È durata appena quattro anni la permanenza di Carlos Tavares sul trono di Stellantis, nata dalla fusione a inizio 2021 fra la Fca controllata dalla Exor della famiglia Agnelli e Psa (Peugeot-Citroen) controllata dalla famiglia Peugeot e dallo Stato francese.
Tavares è un duro con una fama di tagliatore di costi (e di posti di lavoro, ndr). Gli viene imputata da molti analisti la sua scarsa fermezza nel perseguire gli obiettivi. Qualche anno fa ha messo in dubbio la portata della rivoluzione “elettrica” dell’auto.
Poi però Tavares ha deciso di adeguare velocemente l’azienda allo scenario elettrico imposto dall’Ue.

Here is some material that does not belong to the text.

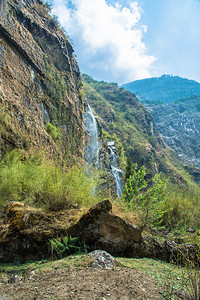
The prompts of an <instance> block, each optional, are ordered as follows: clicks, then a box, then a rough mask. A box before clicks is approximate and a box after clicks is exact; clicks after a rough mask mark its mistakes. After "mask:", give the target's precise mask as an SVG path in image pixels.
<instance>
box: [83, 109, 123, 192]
mask: <svg viewBox="0 0 200 300" xmlns="http://www.w3.org/2000/svg"><path fill="white" fill-rule="evenodd" d="M84 129H85V133H86V143H85V149H84V157H85V161H86V162H87V163H88V164H89V165H93V166H95V167H97V168H99V167H100V166H99V143H98V127H97V122H96V119H95V116H94V114H93V112H92V109H91V107H90V105H89V104H88V106H87V111H86V113H85V114H84ZM107 145H108V151H109V162H108V167H109V168H110V169H111V170H112V174H113V177H114V179H115V182H116V188H117V196H118V197H120V196H121V195H122V193H123V181H122V170H120V169H118V168H117V164H118V158H117V154H116V149H115V142H108V144H107Z"/></svg>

Peccato che il mercato non abbia risposto e la politica neppure: le auto elettriche costano troppo e gli incentivi sono insufficienti.
Tavares in Italia si è poi dimostrato molto poco duttile con la politica, trascinando l’azienda in dure polemiche con il governo di centro-destra e con i sindacati.
A questo vanno aggiunti le vendite difficili e la perdita di quote di mercato, la transizione ecologica da gestire, il ricorso alla cig in molti stabilimenti.
Presi per il PIL
In una crisi aziendale, oppure settoriale, o addirittura sistemica, entrano in gioco diverse tipologie di fattori (esogeni e endogeni). Tra quelli endogeni, raramente a pagare è il management (più semplice licenziare, ridimensionare, delocalizzare o perfino chiudere). Nella crisi di Stellantis, come in quella di altre case automobilistiche ora in grave difficoltà, sembrano venire al pettine proprio gravi errori di strategia aziendale. Non per caso, in Germania si sta consumando un duro scontro tra i sindacati e i rappresentanti della dirigenza del Gruppo Volkswagen, in cui i primi accusano i secondi di essere la causa del problema (piuttosto che la soluzione).